Falls aren’t necessarily inevitable but they are extremely hard to totally prevent. We can do our best – both for ourselves and the clients we work with to help fall-proof their homes. Aging in place means being independent at home and being safe in that home. Both ideals are threatened when falls occur.
We know that falls can happen from slipping on loose throw rugs or tripping over electric cords that cross our path of travel. Worn carpeting that has stretched and bunched up can catch a toe or heel as someone walks across it – or a walker leg or wheel. Even plush carpeting can present issues by affecting someone’s balance.
Tripping over storage items (boxes or containers), attempting to sidestep suitcases, books, or other items that are setting on the floor or on steps and then slipping, or misjudging a step can lead to falling. Stairs like wooden basement stairs often have an open back (“open-tread”) that can allow a person’s foot to slide into the opening an trap it – causing a fall backwards.
Attempting to stand on a stool or step ladder can be dangerous if the device slips or tips – or we lean to far and lose our balance.
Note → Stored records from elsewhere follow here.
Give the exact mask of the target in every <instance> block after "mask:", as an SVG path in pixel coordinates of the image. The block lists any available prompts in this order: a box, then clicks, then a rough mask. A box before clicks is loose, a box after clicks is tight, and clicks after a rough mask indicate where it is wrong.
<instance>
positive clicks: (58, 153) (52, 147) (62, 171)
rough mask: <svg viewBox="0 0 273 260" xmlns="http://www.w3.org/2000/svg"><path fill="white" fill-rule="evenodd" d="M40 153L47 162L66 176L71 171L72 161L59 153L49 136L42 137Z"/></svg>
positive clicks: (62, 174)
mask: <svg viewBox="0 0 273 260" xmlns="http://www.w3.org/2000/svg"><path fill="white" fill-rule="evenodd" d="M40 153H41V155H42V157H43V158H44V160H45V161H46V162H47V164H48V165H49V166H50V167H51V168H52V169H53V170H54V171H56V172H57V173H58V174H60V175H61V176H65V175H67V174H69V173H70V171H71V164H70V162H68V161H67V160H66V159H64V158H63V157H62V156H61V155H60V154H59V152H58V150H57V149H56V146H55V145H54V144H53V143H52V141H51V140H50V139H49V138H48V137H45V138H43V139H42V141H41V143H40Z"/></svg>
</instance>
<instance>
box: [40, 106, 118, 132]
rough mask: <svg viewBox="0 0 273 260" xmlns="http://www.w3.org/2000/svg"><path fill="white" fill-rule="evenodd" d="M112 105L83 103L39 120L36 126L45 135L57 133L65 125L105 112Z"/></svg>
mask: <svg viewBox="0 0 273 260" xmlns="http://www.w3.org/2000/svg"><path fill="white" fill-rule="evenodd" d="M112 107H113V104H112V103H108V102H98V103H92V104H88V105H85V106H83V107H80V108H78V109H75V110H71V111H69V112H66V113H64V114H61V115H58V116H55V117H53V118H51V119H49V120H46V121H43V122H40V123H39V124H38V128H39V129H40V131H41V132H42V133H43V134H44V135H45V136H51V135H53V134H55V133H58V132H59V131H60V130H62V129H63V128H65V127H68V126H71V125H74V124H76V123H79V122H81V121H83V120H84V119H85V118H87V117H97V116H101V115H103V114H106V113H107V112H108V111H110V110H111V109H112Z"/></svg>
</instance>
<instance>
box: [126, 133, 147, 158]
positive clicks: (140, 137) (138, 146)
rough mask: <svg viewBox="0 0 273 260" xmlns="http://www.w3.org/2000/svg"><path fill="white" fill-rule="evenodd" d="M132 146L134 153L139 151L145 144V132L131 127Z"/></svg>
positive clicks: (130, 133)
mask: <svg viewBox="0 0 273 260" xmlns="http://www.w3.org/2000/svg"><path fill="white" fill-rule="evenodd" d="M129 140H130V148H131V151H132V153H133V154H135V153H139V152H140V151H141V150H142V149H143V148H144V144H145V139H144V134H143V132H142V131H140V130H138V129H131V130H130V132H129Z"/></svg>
There just is no shortage of potential ways to fall in and about the home. In the yard, we can trip over garden hoses, toys, balls, sprinklers, and yard tools that may be partially hidden or concealed in the grass. Tree branches – from small twigs to larger limbs can get caught in our gait and cause a fall. There are divots from activities or animal activity (dogs, squirrels, or others). There might be fruit, nuts, or seeds that have fallen to the ground from trees in our yard that can cause us to step improperly when our foot comes in contact with them. And on it goes.
A leading cause of falling – other than just being careless or not paying attention to what we are doing or what might be in our path – is distractions. Just as distractions while driving are discouraged and even regulated in may places (no cell phone use or texting, for instance), distractions can be just as consequential while walking.
We can’t legislate against activities that might be done in connection with walking, but (all of us, including our clients) need to be totally focused on just walking while we are doing that – whether it’s for exercise or just going to the kitchen to get a snack.
So often while we are walking we are carrying something in our hands that can affect our balance or block our field of view, or we are looking around at the scenery and not looking straight ahead at where we are going or what might be in our path that we could step on. Someone might call out to us and we turn around to acknowledge them – but continue walking forward. We might be talking on the phone or trying to take a photo (with our smartphone or a camera) and not concentrate on where we are walking or what is in front of us.
To remain safe – and upright – we need to be smart about walking. It is serious business – especially when faced with the alternative of being on the ground and risking injury because we were distracted or careless about our walking.